EK: Erasure is most definitely a form of translation, and so are the emojis. In the context of the book, the latter is a bridge of communication between my younger sister and me, while the former—a way of making sense of the senseless. The first draft of “I Must Not See” was a full poem, with a different title, written during the time of massive protests across Russia. The original text was raw, honest, and direct. Yet upon the imminence of the chapbook’s publication, however, I got scared about the potential consequences this poem could have for my immediate family members, all of whom still live in St. Petersburg. I chose to black out most of the poem while still conveying the speaker’s beliefs and frustrations, though indirectly, as a form of quiet protest. “I Must Not See” illustrates that if my house has a voice, sometimes it can get censored, suppressed, and even (self)-erased.

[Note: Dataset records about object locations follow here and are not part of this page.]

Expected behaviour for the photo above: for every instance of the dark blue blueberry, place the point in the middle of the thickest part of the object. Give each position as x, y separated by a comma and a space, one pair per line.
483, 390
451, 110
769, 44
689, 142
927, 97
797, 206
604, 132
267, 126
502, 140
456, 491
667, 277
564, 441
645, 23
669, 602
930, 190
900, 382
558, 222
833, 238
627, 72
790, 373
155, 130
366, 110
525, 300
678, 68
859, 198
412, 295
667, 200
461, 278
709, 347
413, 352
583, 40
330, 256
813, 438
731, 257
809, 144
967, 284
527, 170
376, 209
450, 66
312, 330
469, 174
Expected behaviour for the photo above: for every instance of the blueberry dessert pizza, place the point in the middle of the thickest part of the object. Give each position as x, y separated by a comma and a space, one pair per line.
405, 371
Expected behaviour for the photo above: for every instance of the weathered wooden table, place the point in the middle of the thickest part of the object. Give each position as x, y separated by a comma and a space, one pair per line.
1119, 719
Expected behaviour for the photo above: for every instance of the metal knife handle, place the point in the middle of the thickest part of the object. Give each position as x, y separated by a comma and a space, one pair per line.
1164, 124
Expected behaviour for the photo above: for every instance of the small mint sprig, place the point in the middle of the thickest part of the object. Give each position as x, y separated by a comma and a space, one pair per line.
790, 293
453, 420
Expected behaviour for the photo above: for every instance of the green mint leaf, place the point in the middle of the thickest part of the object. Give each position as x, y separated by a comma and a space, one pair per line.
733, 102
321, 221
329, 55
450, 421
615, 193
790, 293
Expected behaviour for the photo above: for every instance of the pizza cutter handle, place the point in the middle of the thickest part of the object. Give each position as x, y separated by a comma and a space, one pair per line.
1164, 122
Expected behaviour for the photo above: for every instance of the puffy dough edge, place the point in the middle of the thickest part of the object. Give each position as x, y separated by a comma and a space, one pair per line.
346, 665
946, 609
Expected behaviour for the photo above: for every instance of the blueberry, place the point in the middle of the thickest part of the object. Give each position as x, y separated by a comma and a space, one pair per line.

SP: On the topic of translation, it is also loaded with both inspiration, such as in the lines “Take these words. Enhance their meaning. / Multiply. Multiply.” and loss (of words), such as when the speaker, trying to convey her thoughts in Arabic, “can’t scrape off the hardened glue / of Arabic from the tip of my tongue.” How have your experiences with translation shaped your work as a poet?

EK: Continuing with the thread of fear, translation is something I’ve been afraid of for many years! The most honest way translation has shaped my work as a poet is through incompleteness. Most of the time I read Russian poetry or fiction that’s been translated into English, I find it lacking in feeling, meaning, or something even less tangible. Attempting translation myself feels like a tremendous responsibility I tried only a handful of times. That’s how the chapbook’s epigraph came to be—I knew that the first project I ever publish must feature at least a few lines from one of my favorite poems of all time, Sergei Esenin’s “Blue fire has trashed about. . .” (at least that’s how I would translate its title!). All of this is to say—I believe translation to be a special kind of intimacy, the one that, when practiced, can help a poet touch language in new, surprising ways. Maybe that’s what I ought to do in order to finally feel English. . .

SP: Finally, are you working on anything new/ planning any new projects?

EK: I’m very close to finishing my full-length poetry manuscript, tentatively titled The Overwintered Fig. This book delves into female identity by centering the speaker’s relationship with all the bodies she inhabits—her ill, physical one, the immigrant body, and the bodies of the countries and people she belongs to. I’m really excited about this project and hope to see it out in the world in the near future! I’ve also been feeling really inspired to write prose lately and might be developing an idea for a novel. . . Stay tuned!

Elina Katrin is a Syrian-Russian immigrant and the author of the poetry chapbook If My House Has a Voice (Newfound, 2023). Her writing was selected as a semi-finalist for The Pablo Neruda Prize for Poetry and has appeared in or is forthcoming from Electric Literature, Poetry Daily, So to Speak, Sundog Lit, Honey Literary, and elsewhere. She works and organizes with Mizna as a Community Engagement Coordinator and holds an MFA in Creative Writing from Hollins University. She currently lives in Los Angeles, CA with a dream and her cardigan.

Sofija Popovska is a poet and translator currently living in Germany. She works as an Editor-at-Large for Asymptote Journal, and her other work can be found in Circumference Magazine, Poetry Daily, GROTTO Journal, and mercury firs, among others. Thaumatropes, a poetry chapbook she co-authored with Jonah Howell, was published in 2023 by Newcomer Press.